Benedikt XVI.

Die Vorlesungen waren nicht nur gut besucht, sondern der Hörsaal F1 im Fürstenberg-Haus war rappelvoll, wenn Professor Ratzinger seine Vorlesungen hielt. Ich hatte meinen Stammplatz, ziemlich hinten in dem großen Hörsaal. Auf vielen Bänken dieses Raumes, der schon ein bisschen in die Jahre gekommen war, standen eingeritzte Inschriften, die manchmal geistreich, manchmal öbszön, manchmal einfach griffig waren. Bisweilen hatten Studenten früherer Semester ihre Gemütslage in die Klappdeckel der Schreibpulte eingraviert.

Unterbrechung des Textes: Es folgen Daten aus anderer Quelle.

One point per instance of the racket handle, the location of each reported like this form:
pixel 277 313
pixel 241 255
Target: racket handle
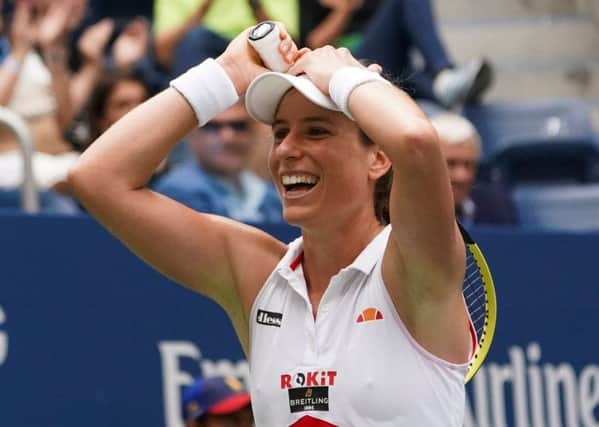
pixel 264 37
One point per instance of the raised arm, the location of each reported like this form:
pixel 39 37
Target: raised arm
pixel 222 259
pixel 425 259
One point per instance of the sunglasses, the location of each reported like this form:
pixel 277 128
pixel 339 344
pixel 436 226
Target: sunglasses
pixel 236 125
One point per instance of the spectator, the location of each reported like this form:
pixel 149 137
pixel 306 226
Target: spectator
pixel 115 94
pixel 215 179
pixel 36 87
pixel 398 27
pixel 187 32
pixel 335 22
pixel 217 402
pixel 480 203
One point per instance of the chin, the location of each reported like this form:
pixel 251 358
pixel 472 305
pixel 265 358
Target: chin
pixel 297 216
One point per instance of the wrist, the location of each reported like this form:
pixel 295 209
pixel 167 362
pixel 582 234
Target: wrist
pixel 345 80
pixel 55 55
pixel 234 72
pixel 207 88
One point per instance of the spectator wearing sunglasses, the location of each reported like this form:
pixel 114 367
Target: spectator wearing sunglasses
pixel 216 179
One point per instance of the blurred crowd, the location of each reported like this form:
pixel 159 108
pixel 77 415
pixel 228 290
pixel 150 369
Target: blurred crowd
pixel 71 68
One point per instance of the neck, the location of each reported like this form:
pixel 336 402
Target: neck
pixel 328 251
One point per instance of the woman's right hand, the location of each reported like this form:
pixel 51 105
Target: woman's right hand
pixel 243 64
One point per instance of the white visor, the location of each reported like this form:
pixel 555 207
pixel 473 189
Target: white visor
pixel 264 94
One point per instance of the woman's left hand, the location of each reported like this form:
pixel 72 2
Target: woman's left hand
pixel 320 64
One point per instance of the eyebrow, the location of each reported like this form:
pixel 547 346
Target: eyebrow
pixel 309 119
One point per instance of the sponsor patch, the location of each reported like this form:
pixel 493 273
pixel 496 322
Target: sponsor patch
pixel 269 318
pixel 308 399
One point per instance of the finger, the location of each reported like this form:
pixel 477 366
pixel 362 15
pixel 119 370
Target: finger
pixel 283 34
pixel 299 66
pixel 301 53
pixel 376 68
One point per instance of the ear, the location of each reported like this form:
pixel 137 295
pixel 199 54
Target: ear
pixel 379 163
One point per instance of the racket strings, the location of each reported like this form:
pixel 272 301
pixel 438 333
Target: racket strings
pixel 475 296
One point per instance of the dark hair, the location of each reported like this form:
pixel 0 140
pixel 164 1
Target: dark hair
pixel 382 188
pixel 102 91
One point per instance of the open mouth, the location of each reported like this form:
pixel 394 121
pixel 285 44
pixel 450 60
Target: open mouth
pixel 298 184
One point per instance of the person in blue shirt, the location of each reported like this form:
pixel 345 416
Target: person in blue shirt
pixel 215 178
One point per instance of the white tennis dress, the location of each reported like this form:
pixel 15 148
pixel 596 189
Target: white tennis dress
pixel 356 365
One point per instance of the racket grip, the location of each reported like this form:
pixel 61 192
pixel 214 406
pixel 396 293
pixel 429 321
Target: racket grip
pixel 264 38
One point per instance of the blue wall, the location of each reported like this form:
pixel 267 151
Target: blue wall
pixel 90 335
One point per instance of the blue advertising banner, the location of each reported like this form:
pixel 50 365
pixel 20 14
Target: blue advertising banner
pixel 91 335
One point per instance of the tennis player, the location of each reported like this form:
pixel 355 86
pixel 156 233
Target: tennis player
pixel 361 321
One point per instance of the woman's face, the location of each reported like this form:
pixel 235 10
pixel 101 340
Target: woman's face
pixel 319 164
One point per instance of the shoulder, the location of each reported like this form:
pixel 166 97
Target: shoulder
pixel 187 174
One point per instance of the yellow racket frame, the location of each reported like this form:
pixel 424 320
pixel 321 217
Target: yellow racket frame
pixel 484 345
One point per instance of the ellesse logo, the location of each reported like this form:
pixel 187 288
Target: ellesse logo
pixel 269 318
pixel 369 314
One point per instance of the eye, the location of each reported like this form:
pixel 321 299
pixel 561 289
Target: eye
pixel 315 132
pixel 279 134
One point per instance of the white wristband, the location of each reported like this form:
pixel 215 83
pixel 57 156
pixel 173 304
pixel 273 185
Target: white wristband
pixel 345 80
pixel 208 89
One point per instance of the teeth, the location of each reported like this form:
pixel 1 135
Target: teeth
pixel 298 179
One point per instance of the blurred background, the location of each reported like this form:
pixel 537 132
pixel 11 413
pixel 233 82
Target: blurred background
pixel 90 335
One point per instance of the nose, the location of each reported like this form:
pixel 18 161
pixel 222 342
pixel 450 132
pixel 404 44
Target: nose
pixel 227 133
pixel 289 147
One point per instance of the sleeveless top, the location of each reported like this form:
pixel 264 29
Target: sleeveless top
pixel 355 365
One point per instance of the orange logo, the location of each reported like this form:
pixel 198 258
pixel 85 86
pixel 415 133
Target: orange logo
pixel 369 314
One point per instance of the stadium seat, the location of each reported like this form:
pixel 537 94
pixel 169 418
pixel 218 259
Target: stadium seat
pixel 542 141
pixel 559 207
pixel 505 125
pixel 50 202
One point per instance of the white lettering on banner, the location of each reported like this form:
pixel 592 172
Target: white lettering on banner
pixel 3 339
pixel 174 378
pixel 541 395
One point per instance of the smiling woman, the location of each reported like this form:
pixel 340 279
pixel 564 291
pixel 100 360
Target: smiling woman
pixel 377 270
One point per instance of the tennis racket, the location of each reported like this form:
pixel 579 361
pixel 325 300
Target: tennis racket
pixel 479 295
pixel 264 37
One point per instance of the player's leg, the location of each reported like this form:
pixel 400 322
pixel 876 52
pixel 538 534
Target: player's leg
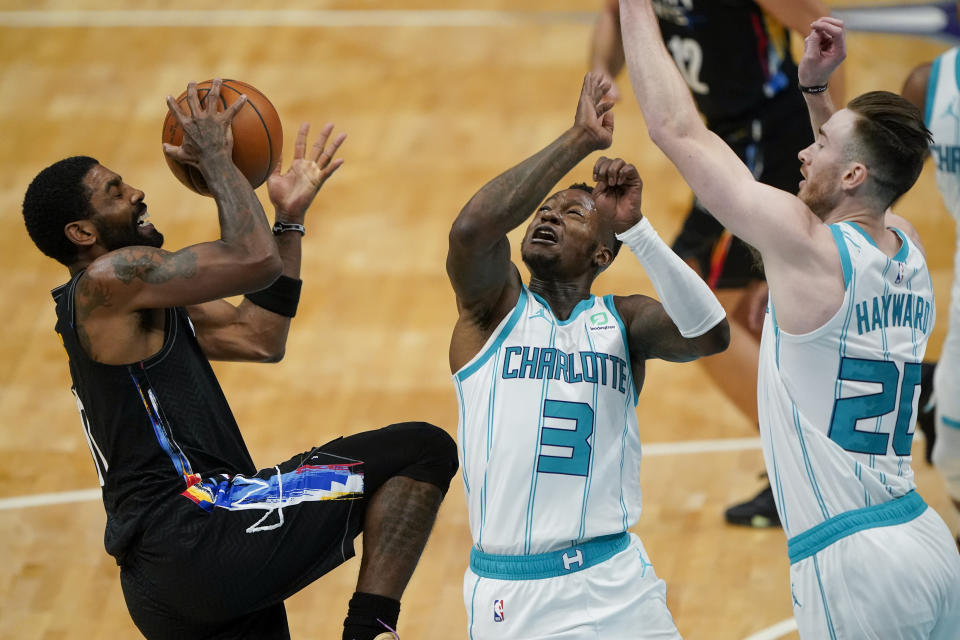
pixel 898 582
pixel 407 468
pixel 946 451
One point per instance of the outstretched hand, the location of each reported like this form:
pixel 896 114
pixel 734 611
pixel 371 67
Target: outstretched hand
pixel 293 192
pixel 823 51
pixel 593 113
pixel 206 130
pixel 618 193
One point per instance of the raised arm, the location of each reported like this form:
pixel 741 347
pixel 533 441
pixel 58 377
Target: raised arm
pixel 688 321
pixel 773 221
pixel 257 329
pixel 606 46
pixel 823 51
pixel 245 257
pixel 478 262
pixel 798 15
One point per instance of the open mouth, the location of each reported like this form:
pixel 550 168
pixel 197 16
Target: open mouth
pixel 544 234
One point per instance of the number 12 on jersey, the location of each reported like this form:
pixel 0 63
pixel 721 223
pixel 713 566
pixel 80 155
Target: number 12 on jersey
pixel 566 449
pixel 848 411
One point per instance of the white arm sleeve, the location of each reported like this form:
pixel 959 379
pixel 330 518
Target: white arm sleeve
pixel 684 295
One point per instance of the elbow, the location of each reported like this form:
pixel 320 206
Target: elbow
pixel 665 130
pixel 262 270
pixel 274 356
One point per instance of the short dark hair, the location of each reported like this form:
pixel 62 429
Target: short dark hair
pixel 612 241
pixel 55 198
pixel 891 138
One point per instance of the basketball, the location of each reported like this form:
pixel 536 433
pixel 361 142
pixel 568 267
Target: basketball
pixel 257 134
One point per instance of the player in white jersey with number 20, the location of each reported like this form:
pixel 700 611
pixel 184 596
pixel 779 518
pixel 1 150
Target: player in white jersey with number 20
pixel 851 307
pixel 547 376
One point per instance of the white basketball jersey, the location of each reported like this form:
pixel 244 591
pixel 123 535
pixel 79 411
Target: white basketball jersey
pixel 943 119
pixel 838 405
pixel 549 447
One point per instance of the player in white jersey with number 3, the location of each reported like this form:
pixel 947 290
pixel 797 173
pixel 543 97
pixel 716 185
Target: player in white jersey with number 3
pixel 547 376
pixel 935 89
pixel 851 307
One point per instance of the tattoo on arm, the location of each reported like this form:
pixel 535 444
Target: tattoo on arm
pixel 154 267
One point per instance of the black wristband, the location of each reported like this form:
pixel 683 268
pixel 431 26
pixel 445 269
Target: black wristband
pixel 817 88
pixel 280 227
pixel 282 297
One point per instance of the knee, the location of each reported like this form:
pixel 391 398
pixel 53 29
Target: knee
pixel 436 459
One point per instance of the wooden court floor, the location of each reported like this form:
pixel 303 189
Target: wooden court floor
pixel 432 112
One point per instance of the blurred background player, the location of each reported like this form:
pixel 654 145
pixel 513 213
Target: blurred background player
pixel 933 88
pixel 548 376
pixel 735 57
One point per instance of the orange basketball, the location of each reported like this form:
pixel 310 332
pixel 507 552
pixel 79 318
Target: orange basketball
pixel 257 134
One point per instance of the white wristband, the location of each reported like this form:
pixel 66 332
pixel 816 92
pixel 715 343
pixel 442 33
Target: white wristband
pixel 684 295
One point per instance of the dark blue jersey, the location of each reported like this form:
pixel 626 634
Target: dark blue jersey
pixel 155 426
pixel 734 57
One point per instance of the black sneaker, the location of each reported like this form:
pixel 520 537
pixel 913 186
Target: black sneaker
pixel 760 512
pixel 926 416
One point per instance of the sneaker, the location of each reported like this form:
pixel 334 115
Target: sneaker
pixel 760 511
pixel 926 416
pixel 390 635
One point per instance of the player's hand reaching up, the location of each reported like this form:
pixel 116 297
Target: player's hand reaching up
pixel 206 129
pixel 594 117
pixel 823 51
pixel 292 192
pixel 618 192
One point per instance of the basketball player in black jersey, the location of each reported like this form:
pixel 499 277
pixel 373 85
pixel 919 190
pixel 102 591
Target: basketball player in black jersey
pixel 735 57
pixel 208 545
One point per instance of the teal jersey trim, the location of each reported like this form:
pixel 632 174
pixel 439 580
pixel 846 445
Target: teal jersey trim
pixel 904 248
pixel 511 323
pixel 932 81
pixel 608 301
pixel 582 306
pixel 953 424
pixel 845 262
pixel 548 565
pixel 818 538
pixel 863 233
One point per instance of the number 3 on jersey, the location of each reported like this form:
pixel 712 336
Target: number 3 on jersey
pixel 848 411
pixel 565 447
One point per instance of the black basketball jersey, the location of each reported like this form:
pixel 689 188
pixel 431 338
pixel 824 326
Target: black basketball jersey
pixel 154 427
pixel 733 56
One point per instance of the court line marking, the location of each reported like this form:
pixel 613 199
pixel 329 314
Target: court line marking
pixel 291 18
pixel 649 450
pixel 778 630
pixel 653 449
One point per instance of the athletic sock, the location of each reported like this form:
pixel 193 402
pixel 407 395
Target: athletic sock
pixel 369 615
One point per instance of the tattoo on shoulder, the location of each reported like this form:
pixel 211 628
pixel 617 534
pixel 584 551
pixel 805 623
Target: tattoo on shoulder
pixel 154 266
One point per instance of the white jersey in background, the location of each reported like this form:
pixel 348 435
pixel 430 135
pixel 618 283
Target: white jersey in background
pixel 548 437
pixel 943 119
pixel 838 410
pixel 550 455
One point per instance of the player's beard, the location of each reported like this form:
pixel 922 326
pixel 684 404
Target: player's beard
pixel 117 237
pixel 819 199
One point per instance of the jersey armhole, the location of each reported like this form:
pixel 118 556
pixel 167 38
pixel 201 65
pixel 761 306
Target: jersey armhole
pixel 845 263
pixel 608 301
pixel 496 338
pixel 932 81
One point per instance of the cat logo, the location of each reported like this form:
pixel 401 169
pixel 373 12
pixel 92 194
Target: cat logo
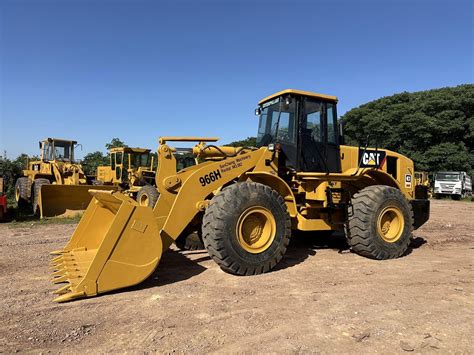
pixel 371 158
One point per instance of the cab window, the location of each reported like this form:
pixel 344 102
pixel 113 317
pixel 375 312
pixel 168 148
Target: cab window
pixel 332 125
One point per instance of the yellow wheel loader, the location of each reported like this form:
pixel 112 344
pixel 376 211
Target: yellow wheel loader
pixel 132 170
pixel 55 184
pixel 423 184
pixel 247 200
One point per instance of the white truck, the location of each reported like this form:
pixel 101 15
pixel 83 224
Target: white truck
pixel 456 184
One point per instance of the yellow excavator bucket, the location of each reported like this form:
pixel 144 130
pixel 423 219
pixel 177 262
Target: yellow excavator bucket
pixel 116 244
pixel 62 200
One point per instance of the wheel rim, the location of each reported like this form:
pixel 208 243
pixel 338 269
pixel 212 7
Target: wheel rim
pixel 256 229
pixel 390 224
pixel 144 200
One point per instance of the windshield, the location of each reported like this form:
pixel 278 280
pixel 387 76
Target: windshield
pixel 140 160
pixel 59 151
pixel 447 176
pixel 277 123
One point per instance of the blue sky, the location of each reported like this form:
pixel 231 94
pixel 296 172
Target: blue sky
pixel 94 70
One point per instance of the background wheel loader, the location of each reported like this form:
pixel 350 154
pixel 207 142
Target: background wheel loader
pixel 54 184
pixel 247 200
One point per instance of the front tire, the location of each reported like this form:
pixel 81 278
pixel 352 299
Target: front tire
pixel 381 224
pixel 246 228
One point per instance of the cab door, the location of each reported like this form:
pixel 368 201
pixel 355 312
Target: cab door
pixel 117 165
pixel 318 143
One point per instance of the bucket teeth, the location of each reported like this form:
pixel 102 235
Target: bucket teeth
pixel 57 259
pixel 60 279
pixel 59 273
pixel 57 267
pixel 62 290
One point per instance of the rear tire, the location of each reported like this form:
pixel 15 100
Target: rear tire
pixel 246 228
pixel 381 224
pixel 22 193
pixel 36 190
pixel 147 196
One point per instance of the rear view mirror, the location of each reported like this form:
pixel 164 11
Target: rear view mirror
pixel 340 124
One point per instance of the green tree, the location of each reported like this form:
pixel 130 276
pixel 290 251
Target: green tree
pixel 435 128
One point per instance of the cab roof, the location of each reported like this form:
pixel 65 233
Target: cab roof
pixel 299 92
pixel 49 139
pixel 129 150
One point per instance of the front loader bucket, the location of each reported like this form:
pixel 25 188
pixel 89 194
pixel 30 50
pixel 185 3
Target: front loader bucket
pixel 57 200
pixel 116 244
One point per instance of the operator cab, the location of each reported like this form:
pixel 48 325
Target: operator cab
pixel 57 149
pixel 304 126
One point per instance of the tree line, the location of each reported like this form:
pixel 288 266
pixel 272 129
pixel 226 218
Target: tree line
pixel 435 128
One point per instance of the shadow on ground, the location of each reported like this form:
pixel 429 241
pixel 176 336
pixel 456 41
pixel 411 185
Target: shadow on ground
pixel 306 244
pixel 177 266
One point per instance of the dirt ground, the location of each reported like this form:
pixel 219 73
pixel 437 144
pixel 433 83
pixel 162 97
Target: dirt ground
pixel 321 298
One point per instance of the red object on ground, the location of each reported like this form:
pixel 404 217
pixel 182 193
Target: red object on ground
pixel 3 206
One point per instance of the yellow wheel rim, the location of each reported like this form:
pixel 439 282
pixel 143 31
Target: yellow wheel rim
pixel 390 224
pixel 144 200
pixel 256 229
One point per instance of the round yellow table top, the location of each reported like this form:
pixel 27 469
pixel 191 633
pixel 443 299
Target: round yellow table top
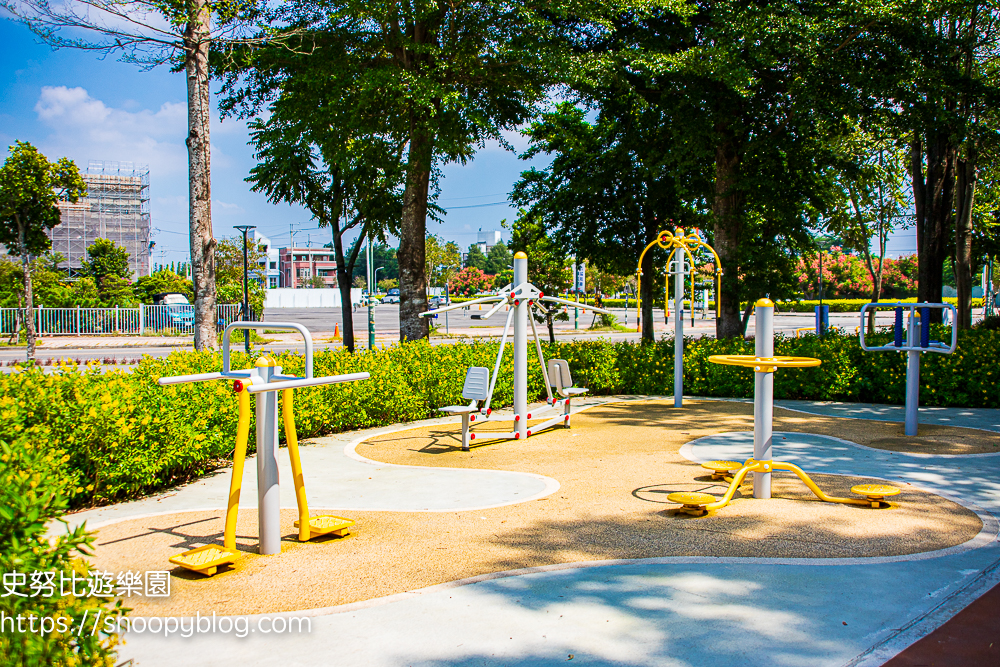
pixel 763 364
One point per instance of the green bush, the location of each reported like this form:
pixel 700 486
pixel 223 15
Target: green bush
pixel 118 435
pixel 31 498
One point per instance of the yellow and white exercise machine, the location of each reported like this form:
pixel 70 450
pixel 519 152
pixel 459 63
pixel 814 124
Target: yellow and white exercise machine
pixel 764 364
pixel 686 243
pixel 519 297
pixel 266 380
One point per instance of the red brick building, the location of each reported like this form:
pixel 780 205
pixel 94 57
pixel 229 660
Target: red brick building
pixel 300 265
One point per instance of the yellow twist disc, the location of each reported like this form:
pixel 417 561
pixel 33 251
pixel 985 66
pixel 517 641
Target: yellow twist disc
pixel 763 364
pixel 689 499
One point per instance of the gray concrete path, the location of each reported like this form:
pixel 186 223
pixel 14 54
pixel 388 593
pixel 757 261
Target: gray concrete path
pixel 669 611
pixel 982 418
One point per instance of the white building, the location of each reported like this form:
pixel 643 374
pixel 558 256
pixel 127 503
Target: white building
pixel 270 267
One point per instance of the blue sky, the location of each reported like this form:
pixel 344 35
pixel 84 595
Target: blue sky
pixel 71 103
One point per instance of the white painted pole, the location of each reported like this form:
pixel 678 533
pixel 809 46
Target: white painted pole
pixel 521 349
pixel 679 327
pixel 268 494
pixel 763 397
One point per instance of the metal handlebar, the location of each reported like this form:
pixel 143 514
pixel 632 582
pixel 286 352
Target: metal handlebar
pixel 306 382
pixel 932 346
pixel 266 325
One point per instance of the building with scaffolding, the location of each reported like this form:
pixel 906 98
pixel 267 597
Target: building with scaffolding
pixel 116 207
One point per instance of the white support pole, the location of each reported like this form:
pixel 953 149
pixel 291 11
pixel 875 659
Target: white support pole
pixel 521 348
pixel 678 328
pixel 763 401
pixel 912 375
pixel 268 493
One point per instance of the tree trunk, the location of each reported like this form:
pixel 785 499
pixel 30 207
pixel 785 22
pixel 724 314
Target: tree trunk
pixel 200 175
pixel 29 304
pixel 963 240
pixel 412 240
pixel 727 204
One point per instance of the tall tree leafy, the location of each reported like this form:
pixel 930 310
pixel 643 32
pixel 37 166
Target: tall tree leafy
pixel 612 185
pixel 440 77
pixel 30 186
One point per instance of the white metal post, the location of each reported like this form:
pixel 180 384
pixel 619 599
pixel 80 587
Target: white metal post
pixel 521 347
pixel 763 403
pixel 912 375
pixel 678 328
pixel 268 493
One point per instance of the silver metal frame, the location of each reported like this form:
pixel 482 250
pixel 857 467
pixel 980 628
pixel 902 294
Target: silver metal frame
pixel 266 380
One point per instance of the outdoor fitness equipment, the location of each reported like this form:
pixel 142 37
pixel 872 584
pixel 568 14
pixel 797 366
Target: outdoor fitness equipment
pixel 677 241
pixel 266 379
pixel 520 296
pixel 918 339
pixel 761 465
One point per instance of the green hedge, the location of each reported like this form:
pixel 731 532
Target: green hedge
pixel 29 501
pixel 118 435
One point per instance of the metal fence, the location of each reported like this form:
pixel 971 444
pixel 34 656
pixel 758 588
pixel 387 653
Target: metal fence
pixel 141 321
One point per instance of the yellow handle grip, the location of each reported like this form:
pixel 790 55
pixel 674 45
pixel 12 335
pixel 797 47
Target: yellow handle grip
pixel 239 457
pixel 293 454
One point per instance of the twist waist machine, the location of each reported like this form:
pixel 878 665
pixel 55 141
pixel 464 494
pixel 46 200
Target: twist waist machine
pixel 265 379
pixel 917 330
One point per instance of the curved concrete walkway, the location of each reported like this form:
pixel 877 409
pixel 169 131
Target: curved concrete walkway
pixel 670 611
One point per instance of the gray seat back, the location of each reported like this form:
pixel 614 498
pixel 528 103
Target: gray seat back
pixel 559 376
pixel 477 384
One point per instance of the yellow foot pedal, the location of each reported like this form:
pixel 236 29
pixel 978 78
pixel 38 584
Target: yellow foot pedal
pixel 207 559
pixel 876 493
pixel 721 469
pixel 328 525
pixel 692 503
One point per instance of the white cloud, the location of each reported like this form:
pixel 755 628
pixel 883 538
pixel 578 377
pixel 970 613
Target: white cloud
pixel 85 128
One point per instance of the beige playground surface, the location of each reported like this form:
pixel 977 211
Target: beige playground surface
pixel 615 467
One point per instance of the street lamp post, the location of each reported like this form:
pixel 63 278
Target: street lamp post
pixel 246 294
pixel 370 256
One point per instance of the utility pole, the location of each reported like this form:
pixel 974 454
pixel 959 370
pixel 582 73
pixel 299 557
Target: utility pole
pixel 246 291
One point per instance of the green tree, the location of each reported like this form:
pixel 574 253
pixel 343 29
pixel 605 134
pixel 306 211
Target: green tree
pixel 164 280
pixel 475 257
pixel 179 33
pixel 548 265
pixel 229 273
pixel 613 184
pixel 30 186
pixel 106 258
pixel 443 260
pixel 108 266
pixel 873 203
pixel 349 181
pixel 439 78
pixel 498 260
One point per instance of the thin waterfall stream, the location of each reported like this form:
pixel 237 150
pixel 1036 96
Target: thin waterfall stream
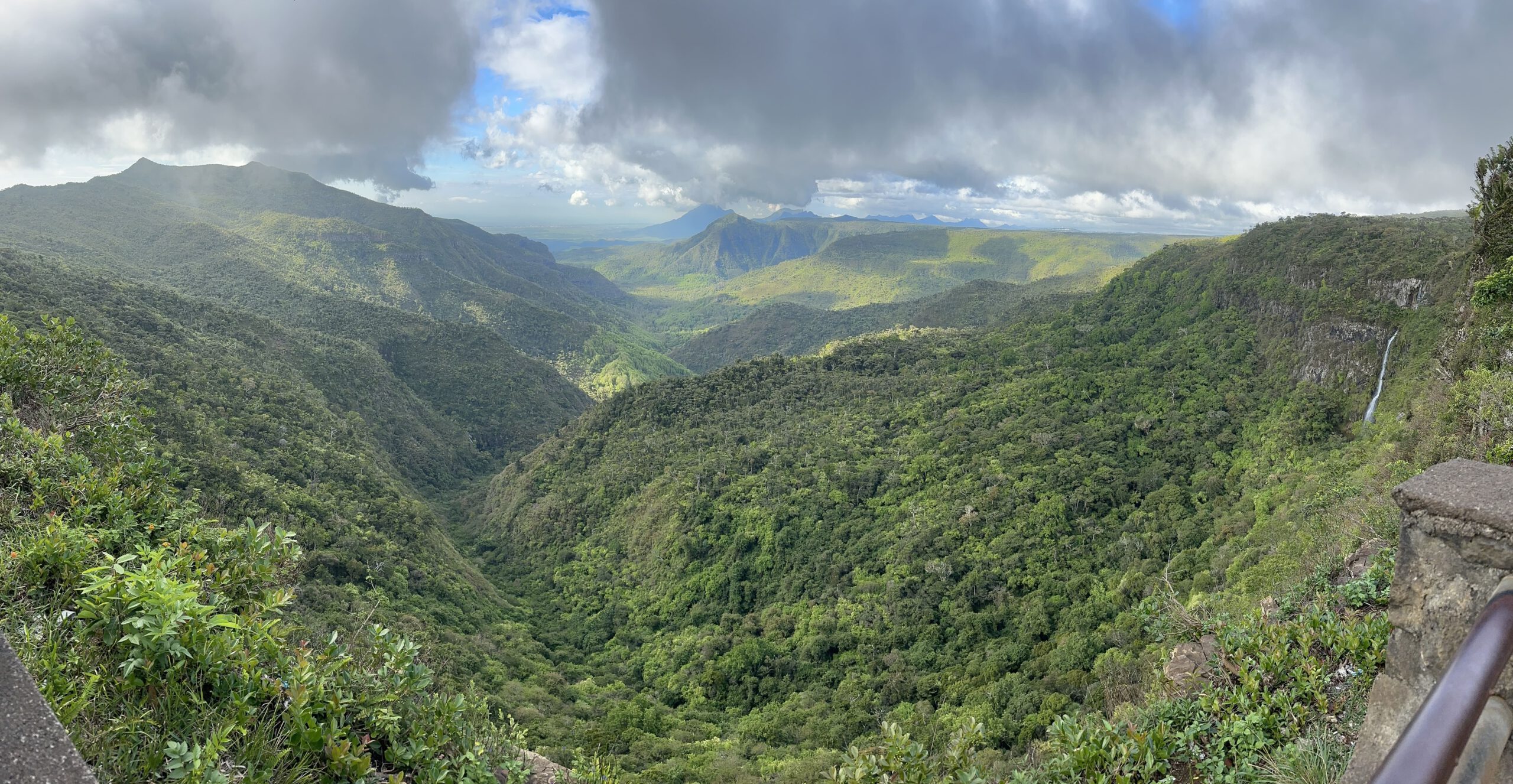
pixel 1371 408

Auf dem Platz, auf dem ich gewöhnlich saß, stand zu lesen: „O heiliger Sankt Benedikt, ich bin schon wieder eingenickt!“ Ich schwöre, dass ich nicht der Urheber dieses Spruches war; und der Spruch entsprach auch ganz und gar nicht meiner Gemütslage von Ratzinger-Vorlesungen; denn die waren spannend, und sobald der feinsinnige, immer leicht zerbrechlich wirkende Professor an sein Pult trat, das meistens von einem seiner Assistenten erst höhenmäßig mittels einer Kurbel verändert werden musste, und wenn er dann mit seiner ungewöhnlich hohen Stimme seine Vorlesung begann, konnte man eine Stecknadel fallen hören. Ratzinger sprach druckreif, seien Sprache war von einer
Inneren Dynamik; seine häufigen Bezüge zur Bibel waren ungewohnt, gerade für einen Dogmatiker, der es ja eigentlich mehr mit Thomas von Aquin als mit der Heiligen Schrift zu tun hatte.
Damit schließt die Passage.